Chris Hawkins
- Born: Christopher William Hawkins 1945
- Died: 1 October 2020 (aged 74–75)

Rugby union career

Coaching career
- Years: Team
- 1980s: New South Wales Schoolboys
- 1987–1990: Australian Schoolboys
- 1991–1995: Gordon
- 1996: New South Wales Waratahs
- 1990s: Gordon

= Chris Hawkins (rugby union) =

Christopher William Hawkins (1945 – 1 October 2020) was an Australian former rugby union player and coach. Hawkins was the first coach of the New South Wales Waratahs during the professional era of rugby union, and coached their first season in the Super Rugby in 1996. Hawkins also coached Gordon in the Shute Shield, the Australian Schoolboys, and the Sydney Church of England Grammar School, known commonly as Shore.

==Career==
Hawkins was appointed Gordon coach in late 1990 ahead of the 1991 Shute Shield season, taking over from Alec Evans. Before his appointment, Hawkins, whom had never coached at grade level before, was praised for his prior experience with the Australian Schoolboys team, which was labelled "outstanding" by The Sydney Morning Herald. While at Gordon, Hawkins won two premierships (1993, 1995), the first in seventeen years.

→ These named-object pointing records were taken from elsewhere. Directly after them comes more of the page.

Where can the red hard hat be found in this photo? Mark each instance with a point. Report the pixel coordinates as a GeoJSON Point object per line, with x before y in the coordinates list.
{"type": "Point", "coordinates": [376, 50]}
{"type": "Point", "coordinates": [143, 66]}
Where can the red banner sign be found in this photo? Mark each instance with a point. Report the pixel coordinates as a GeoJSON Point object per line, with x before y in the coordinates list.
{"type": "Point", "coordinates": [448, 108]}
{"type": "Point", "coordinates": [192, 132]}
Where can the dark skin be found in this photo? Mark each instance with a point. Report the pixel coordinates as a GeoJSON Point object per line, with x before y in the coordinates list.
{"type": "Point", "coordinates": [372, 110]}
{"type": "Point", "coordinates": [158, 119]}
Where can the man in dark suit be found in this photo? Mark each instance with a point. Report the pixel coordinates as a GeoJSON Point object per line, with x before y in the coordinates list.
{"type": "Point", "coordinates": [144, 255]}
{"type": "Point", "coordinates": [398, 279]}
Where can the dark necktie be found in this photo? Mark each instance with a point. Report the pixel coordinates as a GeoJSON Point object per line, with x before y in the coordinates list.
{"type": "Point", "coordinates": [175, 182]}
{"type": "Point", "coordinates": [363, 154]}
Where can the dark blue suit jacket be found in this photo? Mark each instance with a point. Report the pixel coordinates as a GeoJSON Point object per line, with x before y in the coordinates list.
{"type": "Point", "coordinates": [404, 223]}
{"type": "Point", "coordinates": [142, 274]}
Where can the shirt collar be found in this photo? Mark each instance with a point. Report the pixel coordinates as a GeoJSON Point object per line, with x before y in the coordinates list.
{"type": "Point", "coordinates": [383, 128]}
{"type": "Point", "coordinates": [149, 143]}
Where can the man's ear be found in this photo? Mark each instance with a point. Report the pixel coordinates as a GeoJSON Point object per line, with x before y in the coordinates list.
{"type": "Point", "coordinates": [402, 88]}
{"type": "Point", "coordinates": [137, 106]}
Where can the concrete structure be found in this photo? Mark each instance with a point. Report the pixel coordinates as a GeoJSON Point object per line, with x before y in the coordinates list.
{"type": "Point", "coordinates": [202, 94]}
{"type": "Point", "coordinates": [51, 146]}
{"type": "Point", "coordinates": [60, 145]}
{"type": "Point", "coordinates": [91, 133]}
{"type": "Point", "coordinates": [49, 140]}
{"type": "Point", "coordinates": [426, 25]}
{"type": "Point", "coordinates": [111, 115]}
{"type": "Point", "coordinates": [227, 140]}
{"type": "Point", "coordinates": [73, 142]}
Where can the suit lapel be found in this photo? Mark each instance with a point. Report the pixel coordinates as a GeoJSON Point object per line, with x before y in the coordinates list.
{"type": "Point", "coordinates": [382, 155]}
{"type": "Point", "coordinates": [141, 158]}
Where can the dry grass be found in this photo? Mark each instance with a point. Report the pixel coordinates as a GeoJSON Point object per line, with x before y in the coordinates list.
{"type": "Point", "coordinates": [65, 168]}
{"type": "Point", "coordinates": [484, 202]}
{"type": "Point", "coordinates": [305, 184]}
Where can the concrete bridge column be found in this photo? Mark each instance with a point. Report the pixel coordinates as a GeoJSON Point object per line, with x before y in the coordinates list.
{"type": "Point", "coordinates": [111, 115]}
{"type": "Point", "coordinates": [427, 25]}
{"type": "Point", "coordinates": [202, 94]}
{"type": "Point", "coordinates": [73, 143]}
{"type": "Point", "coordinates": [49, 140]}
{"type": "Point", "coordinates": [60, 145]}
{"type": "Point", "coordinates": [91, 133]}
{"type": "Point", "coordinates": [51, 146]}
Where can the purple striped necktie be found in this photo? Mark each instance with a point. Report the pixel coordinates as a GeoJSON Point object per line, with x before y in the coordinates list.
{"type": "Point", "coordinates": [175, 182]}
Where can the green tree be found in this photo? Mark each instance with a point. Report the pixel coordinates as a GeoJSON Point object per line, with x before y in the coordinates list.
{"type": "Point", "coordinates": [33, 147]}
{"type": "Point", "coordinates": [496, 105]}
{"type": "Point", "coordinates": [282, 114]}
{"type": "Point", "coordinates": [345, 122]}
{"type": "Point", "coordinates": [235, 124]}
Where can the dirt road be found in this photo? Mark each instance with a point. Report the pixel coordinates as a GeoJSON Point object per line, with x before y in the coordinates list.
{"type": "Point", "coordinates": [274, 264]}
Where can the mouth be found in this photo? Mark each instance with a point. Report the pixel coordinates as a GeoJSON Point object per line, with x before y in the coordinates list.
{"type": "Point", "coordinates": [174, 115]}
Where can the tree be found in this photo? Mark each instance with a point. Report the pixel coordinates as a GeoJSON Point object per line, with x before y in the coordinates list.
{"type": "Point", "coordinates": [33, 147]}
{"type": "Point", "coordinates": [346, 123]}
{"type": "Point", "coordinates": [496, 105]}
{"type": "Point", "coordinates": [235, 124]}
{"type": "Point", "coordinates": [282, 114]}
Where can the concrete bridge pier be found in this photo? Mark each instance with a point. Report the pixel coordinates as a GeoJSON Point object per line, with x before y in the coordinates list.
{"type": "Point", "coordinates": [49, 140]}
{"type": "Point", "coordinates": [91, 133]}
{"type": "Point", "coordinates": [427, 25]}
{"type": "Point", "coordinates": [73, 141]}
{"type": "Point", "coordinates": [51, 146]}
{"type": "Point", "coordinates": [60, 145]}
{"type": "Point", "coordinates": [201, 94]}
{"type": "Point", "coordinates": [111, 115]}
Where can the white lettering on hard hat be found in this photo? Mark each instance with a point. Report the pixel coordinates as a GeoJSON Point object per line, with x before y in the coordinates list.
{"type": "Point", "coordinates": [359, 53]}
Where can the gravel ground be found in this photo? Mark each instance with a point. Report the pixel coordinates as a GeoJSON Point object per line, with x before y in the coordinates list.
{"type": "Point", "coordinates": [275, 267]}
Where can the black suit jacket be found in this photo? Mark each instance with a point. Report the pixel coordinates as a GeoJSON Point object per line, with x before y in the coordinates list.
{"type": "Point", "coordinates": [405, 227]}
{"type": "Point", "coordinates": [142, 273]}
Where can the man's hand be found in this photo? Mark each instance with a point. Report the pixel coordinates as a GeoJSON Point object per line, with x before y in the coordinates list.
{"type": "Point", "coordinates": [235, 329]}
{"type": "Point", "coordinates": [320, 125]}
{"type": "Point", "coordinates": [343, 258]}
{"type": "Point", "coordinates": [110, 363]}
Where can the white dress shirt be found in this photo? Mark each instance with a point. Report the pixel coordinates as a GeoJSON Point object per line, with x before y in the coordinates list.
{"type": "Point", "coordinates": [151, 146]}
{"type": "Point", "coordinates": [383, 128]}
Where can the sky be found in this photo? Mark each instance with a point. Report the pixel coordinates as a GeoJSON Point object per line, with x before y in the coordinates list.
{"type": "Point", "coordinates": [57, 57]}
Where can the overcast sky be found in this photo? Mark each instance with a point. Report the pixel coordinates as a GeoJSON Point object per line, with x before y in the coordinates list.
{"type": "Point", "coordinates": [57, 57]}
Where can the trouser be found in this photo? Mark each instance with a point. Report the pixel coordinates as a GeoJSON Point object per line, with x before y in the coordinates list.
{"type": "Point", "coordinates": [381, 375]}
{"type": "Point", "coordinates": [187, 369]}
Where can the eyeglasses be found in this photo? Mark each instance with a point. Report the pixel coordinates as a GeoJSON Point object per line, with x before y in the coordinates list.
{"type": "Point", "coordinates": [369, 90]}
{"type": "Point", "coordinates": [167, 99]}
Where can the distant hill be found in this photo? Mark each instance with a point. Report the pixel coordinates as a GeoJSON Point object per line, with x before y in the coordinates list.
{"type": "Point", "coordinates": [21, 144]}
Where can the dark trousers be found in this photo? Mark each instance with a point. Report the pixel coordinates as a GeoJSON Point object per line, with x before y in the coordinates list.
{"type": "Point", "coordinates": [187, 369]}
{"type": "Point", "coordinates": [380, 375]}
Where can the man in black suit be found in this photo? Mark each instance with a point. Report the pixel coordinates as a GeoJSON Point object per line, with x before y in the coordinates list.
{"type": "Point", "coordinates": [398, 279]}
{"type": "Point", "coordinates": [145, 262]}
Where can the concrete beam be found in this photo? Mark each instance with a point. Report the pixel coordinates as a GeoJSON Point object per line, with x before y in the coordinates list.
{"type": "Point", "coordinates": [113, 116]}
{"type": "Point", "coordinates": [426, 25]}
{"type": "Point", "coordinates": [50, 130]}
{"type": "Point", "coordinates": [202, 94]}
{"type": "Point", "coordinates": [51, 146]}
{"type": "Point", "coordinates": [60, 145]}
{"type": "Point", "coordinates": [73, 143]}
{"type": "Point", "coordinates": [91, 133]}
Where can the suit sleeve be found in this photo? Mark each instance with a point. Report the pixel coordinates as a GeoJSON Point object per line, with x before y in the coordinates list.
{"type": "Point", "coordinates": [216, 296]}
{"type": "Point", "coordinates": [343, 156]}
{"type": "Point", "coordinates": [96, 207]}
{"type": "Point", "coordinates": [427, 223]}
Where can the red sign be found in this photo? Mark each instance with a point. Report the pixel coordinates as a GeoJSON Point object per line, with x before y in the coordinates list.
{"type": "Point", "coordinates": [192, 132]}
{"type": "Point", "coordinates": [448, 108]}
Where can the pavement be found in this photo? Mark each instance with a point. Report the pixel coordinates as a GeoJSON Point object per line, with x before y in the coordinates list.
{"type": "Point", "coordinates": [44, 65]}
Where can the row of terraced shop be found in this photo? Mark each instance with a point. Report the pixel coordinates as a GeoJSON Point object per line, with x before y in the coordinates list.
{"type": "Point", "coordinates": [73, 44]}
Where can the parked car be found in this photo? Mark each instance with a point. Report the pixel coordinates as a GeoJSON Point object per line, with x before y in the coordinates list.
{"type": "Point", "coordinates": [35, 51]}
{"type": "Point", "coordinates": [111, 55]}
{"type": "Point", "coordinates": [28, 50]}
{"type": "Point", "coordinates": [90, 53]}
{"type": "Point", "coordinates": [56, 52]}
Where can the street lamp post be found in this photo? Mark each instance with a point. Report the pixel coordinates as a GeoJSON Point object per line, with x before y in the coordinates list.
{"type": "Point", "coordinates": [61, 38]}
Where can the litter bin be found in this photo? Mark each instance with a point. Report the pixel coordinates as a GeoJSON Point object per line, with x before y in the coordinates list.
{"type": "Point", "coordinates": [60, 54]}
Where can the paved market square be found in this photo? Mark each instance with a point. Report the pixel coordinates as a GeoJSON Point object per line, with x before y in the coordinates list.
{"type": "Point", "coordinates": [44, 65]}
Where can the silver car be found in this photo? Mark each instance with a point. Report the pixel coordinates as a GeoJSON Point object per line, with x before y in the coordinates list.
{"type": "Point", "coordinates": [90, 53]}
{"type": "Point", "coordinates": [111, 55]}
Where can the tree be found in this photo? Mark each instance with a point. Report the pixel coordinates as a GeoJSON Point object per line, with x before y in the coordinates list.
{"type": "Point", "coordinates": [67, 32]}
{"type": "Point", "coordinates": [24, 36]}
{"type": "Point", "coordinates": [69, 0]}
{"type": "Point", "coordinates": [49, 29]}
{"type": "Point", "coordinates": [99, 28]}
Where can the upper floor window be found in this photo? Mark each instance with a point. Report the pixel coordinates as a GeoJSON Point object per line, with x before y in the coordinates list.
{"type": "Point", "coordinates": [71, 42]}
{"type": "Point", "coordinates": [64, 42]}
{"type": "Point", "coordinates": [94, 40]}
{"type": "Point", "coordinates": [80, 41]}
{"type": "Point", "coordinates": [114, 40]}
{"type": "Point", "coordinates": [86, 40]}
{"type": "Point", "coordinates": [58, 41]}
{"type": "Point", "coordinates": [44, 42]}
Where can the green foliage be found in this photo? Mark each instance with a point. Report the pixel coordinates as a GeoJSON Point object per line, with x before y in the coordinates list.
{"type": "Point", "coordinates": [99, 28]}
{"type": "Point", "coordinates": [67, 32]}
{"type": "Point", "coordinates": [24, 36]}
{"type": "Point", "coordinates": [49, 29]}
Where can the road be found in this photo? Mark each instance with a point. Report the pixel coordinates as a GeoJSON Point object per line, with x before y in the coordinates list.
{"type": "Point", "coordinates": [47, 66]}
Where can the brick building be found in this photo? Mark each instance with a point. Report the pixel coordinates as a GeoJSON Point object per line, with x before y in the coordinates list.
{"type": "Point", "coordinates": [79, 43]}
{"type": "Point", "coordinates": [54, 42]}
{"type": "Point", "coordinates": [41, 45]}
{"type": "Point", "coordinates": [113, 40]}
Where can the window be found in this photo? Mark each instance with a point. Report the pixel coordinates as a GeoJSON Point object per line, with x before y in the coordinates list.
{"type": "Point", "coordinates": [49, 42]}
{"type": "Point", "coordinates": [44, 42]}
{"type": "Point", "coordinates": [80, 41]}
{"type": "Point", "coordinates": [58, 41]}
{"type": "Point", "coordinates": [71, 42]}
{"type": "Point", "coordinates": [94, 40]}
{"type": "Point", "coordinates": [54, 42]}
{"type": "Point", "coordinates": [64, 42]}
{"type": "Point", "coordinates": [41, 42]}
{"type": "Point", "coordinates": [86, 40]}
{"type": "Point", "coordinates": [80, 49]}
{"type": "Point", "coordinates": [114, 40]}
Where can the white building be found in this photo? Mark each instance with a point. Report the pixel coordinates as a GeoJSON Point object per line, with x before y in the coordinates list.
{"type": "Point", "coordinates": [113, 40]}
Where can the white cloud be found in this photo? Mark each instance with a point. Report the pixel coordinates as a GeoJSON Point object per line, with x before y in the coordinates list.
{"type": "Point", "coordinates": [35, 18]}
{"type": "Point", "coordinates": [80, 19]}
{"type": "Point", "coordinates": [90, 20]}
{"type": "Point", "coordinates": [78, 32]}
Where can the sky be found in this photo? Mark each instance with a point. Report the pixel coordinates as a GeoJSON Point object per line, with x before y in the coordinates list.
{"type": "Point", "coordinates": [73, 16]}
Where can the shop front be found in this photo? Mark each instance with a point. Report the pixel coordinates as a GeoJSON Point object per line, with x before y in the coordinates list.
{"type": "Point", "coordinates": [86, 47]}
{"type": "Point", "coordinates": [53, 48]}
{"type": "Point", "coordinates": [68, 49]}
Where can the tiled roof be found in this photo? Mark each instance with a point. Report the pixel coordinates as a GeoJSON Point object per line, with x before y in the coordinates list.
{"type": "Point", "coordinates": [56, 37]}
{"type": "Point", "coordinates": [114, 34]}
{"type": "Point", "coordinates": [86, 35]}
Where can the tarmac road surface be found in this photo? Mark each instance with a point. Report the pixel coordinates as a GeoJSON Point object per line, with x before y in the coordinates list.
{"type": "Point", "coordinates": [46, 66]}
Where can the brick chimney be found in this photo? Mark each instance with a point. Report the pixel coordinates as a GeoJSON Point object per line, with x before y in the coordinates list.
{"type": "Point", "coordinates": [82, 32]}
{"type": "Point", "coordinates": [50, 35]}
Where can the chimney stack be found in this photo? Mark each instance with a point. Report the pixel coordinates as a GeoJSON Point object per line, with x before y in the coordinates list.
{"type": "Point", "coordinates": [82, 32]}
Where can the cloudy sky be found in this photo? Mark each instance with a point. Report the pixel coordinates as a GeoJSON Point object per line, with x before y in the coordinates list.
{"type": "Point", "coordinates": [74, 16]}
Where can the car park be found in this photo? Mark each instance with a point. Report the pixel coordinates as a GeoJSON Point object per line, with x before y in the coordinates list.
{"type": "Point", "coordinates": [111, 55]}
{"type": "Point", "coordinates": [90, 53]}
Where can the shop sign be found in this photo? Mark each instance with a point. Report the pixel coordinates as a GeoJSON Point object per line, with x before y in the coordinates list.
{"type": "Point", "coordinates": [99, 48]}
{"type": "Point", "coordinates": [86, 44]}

In October 1995, Hawkins was announced as the New South Wales Waratahs head coach on a two-year deal. This meant that Hawkins would be the head coach of the Waratahs in their inaugural Super Rugby season. Hawkins took over from Greg Smith who was appointed Australia national team (Wallabies) coach. The month prior, Hawkins had declared his intention to coach the Wallabies, after announcing his interest. He was one of four candidates, alongside incumbent coach Bob Dwyer, Queensland coach John Connolly, and the aforementioned Smith.

The Waratahs finished 7th of 12 in the inaugural Super Rugby season, which included five wins, six losses. At the end of the season Hawkins had agreed to stand down as coach of the team following a meeting with the New South Wales Rugby Union (NSWRU). Overall, Hawkins finished with a below 50% win ratio out of 22 games coached.

On 1 October 2020, Hawkins died after a long battle with cancer.